Foreign income of United Kingdom residents is taxed as United Kingdom income, but to prevent double taxation the United Kingdom has agreements with many countries to allow offset against United Kingdom tax what is deemed paid abroad. These deemed amounts paid abroad are not necessarily as much as actually paid.[20]

http://en.wikipedia.org/wiki/Taxation_in_the_United_Kingdom
 
The tax thing is actually a good question, especially given it's already a mess in the United States as it is in certain markets, which actually affects teams who play them in a given season. There's actually an article that came out recently about it where a lawyer from Boston is trying to eliminate a "jock tax":

http://www.bizjournals.com/boston/n...y-trying-to-cut-tom-brady-s-tax.html?page=all

Not to mention the Euro is worth more than what the American dollar is, so the cost of living there would be higher which wouldn't hurt the rich guys, but the lower-tiered guys would suffer. I think they'd also be setting a home team up for failure given the lack of free agent talent that would want to go there along with the number of players who would likely defect at the end of their contracts back to teams in the U.S. I don't get the logic.

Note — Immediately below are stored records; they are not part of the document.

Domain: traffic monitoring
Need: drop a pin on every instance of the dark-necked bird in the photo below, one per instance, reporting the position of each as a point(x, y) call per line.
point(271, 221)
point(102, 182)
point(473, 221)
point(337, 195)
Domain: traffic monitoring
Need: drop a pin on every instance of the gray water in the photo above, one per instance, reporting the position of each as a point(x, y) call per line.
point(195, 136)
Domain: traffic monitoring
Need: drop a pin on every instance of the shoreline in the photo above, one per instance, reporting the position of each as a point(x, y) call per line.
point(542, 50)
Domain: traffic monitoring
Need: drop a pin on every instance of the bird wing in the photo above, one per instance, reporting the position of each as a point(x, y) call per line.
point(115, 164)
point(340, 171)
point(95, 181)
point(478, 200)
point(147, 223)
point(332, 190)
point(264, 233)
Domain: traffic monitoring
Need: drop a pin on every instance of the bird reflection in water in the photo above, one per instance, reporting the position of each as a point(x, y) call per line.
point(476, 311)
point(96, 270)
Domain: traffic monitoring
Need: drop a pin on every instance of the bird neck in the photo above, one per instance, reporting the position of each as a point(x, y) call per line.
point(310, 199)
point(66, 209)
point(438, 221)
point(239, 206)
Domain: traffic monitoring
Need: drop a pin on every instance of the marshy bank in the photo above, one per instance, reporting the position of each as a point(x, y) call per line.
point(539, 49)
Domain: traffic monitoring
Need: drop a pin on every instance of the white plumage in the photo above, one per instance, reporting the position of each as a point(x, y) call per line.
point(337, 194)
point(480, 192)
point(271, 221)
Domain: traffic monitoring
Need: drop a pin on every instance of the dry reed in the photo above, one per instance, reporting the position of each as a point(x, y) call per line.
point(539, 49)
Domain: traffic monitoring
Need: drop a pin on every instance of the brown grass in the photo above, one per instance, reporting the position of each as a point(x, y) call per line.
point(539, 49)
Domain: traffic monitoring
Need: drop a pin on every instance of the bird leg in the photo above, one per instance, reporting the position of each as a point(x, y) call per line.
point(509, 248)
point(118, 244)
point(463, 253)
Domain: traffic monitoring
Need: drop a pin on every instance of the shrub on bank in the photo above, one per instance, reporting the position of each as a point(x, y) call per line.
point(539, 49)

I get the desire to force it as an every-season event and potentially more than one game, but having a permanent team is mind boggling and just a bad idea.

Actually this is (at present) yesterday's talking point. The dollar is strong right now, translation for Americans, "Europe is on sale." From the trichinosis from Spanish ham sandwiches on RENFE, to syphilitic residents of the demi-monde of Prague back alleys, every millennia-old charm of Europe can be had today for a comparative pittance, if you have that elusive Yankee (sic) dollar in your wallet, provided that said wallet has not been lifted, along with your passport, by a roving gang of supposed troubadours who actually have skin flaps surgically created for the carriage of such dainties.

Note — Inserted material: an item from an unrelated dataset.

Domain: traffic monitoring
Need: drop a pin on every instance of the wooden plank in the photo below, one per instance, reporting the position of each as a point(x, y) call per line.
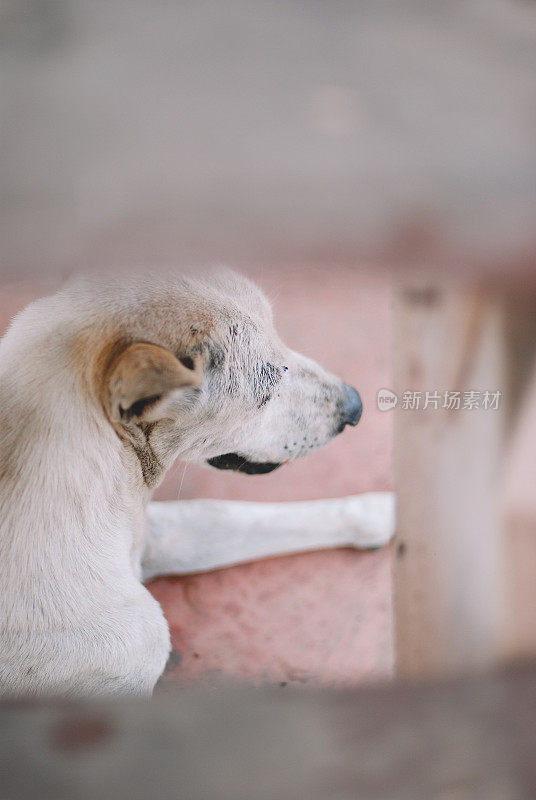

Of course the dollar and euro will go back and forth against each other. This does not address the tax differences (although you can, in fact, declare in your country of residence, if one of the previous posters is correct).
 
Concessions:

Bangers and Mash
Fish n Chips
Blood Pudding
Crumpets
Pork Pie
Piss warm Beer
Whiskey

You bagged on English cuisine (sic) without mentioning a single organ-meat based dish. Absolutely negligent.